Published on Wednesday, December 22, 2004 by the Miami Herald
Russian-Chinese Joint Military Exercises on the Rise
by Ray McGovern
|While President Bush, his neoconservative advisors and centrist Democrats bask in the glow of America's status as ''the one remaining superpower in the world,'' there are mounting signs that other major powers do not intend to hunker down and suspend their own efforts to shape history.|
The most striking result of Russian Defense Minister Sergei Ivanov's four-day visit to China last week was the agreement to hold ''substantial military exercises on Chinese territory in 2005'' (quote from Russia's Interfax news agency). This was Ivanov's second trip to Beijing this year, and Chinese President Hu Jintao used the occasion to assert that ``Sino-Russian strategic coordination has attained an unprecedentedly high level.''
For those familiar with the acerbic nature of Russian-Chinese relations over the years, the announcement of joint military exercises is stunning. The switch from extreme hostility to rapprochement is a sea change in the broader strategic equation. The fact that the improvement in ties has been incremental makes it no less real -- and no less a potential threat to U.S. interests.
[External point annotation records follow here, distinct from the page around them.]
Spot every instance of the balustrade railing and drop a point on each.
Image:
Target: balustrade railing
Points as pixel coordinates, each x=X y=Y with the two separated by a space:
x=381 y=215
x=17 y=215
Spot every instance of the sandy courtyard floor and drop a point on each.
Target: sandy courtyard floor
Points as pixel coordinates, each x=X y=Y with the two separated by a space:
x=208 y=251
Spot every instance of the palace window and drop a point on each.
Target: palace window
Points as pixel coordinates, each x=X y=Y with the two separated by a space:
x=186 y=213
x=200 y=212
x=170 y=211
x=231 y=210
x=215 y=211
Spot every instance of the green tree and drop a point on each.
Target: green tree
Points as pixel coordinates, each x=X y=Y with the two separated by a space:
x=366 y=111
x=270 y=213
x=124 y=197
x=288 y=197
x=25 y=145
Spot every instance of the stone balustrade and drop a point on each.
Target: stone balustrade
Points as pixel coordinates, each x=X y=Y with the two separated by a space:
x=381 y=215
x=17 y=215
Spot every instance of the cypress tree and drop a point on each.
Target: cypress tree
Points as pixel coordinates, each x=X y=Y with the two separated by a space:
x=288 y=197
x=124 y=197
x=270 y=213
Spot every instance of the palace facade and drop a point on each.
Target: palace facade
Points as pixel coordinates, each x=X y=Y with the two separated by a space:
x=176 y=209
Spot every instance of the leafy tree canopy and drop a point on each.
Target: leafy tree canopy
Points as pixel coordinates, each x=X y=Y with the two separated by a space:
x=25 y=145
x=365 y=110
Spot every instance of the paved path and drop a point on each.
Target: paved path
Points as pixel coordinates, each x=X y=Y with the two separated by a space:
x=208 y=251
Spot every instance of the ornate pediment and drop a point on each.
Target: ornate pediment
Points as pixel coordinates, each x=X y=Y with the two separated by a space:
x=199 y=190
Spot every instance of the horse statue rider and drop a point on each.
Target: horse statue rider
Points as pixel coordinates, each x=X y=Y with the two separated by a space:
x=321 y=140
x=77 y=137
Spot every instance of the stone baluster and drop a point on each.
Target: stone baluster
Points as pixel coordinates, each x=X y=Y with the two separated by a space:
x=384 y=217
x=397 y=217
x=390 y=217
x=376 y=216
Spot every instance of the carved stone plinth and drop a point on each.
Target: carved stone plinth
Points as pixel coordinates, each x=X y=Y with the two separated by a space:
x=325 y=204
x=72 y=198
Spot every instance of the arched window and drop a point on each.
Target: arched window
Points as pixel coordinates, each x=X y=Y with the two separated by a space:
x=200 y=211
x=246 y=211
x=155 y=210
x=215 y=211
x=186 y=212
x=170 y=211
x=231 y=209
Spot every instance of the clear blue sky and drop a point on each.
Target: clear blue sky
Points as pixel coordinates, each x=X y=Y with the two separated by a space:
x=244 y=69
This event, largely ignored by the U.S. media, comes on the heels of Soviet President Vladimir Putin's October visit to Beijing, where he said that bilateral relations had reached ''unparalleled heights.'' Putin then signed an agreement settling the last of the disputes along the 7,500-kilometer border between the two countries, ending the pushing and shoving that had led to armed clashes in the 1960s and '70s. Putin's visit also produced an agreement to jointly develop Russian energy reserves, an agreement that China hopes will help fuel its growing economy.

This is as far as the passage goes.